Palermo è da sempre affacciata sull’abisso e perciò prossima ad un’esplosione fatale. Parlarne esige quindi modalità espressive conformi a questo ineluttabile senso di fine.
In principio furono quadri di macerie e nuvole a raccontare per immagini questo mondo tellurico, prefigurante l’avvento di un Dopostoria o di una Nuova Preistoria; con Gli uomini di questa città io non li conosco Franco Maresco sceglie invece di intonare un canto funebre, comporre un’elegia in memoria di Franco Scaldati, il Sarto, immersosi nelle profondità ctonie della città per ripotarne in superfice la voce viscerale, una voce infantile da intendersi come condizione di chi è ancora fuori dal linguaggio, e con questa un circo di terremotati, di anime in pena, di uomini destinati a soccombere di fronte al male che ne determina l’esistenza, e che, pur esposti all’oblio, continuano a vivere, ad affacciarsi ai margini della scena, per puro istinto, senza l’angoscia della sopravvivenza («Mettiamo che Lucio (gobbo e mutilato) sia l’ultimo uomo, mettiamo che Lucio abbia del passato un vago […], mettiamo che Lucio senta nella luce l’unica (prima o ultima) possibilità di essere»).
Scaldati, scomparso nel 2013, è stato un esempio di resistenza morale e culturale di fronte alla barbarie che avanza senza tregua, autore di un’opera capace di ferire (e che per questo il mondo della cultura, troppo spaventato di sanguinare, ha preferito ostracizzare) a cui Maresco ha sempre guardato (collaborarono nel Il Ritorno di Cagliostro, Viva Palermo, viva Santa Rosalia, e per l’adattamento scenico di Lucio), ispirandovisi (da quel poco che si è scritto non è difficile credere che probabilmente senza il teatro del primo difficilmente avremmo avuto il cinema del secondo) e rispecchiandovisi.
Del resto un ritratto è molto spesso un autoritratto (così era già stato per Io sono Tony Scott, ovvero come l'Italia fece fuori il più grande clarinettista del jazz).
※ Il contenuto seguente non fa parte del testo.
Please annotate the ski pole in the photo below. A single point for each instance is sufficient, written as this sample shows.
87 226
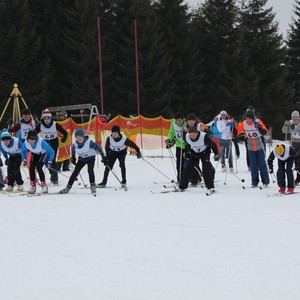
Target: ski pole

Ed è proprio nell’intravedere questa continuità che il senso di perdita si intensifica. Maresco raccontandoci la (mala)sorte dell’autore del Pozzo dei pazzi, e con lui della città di cui ha cantato la scomparsa, prefigura per lui la stessa sconfitta. Ancor più dolorosa quindi, tenendo conto di questo cortocircuito, la sequenza finale, quando, a due anni dalla morte, si è costretti ad assistere alla rimozione sfrontata, da parte del pubblico palermitano, della figura e dell’opera di Scaldati.
Ma come lui stesso scrisse: «La bellezza è degli sconfitti. Il futuro non è dei vincitori, è di chi ha la capacità di vivere. E chi ha la capacità di vivere, di essere totalmente se stesso, è inevitabilmente sconfitto. È qui il seme che crea e si traduce in futuro, vita: una sconfitta di straordinaria bellezza. Le facce degli sconfitti, le loro voci, continuano ad esistere. Sono i vincitori che non esisteranno più. Questo è il grande splendore dell’esistenza».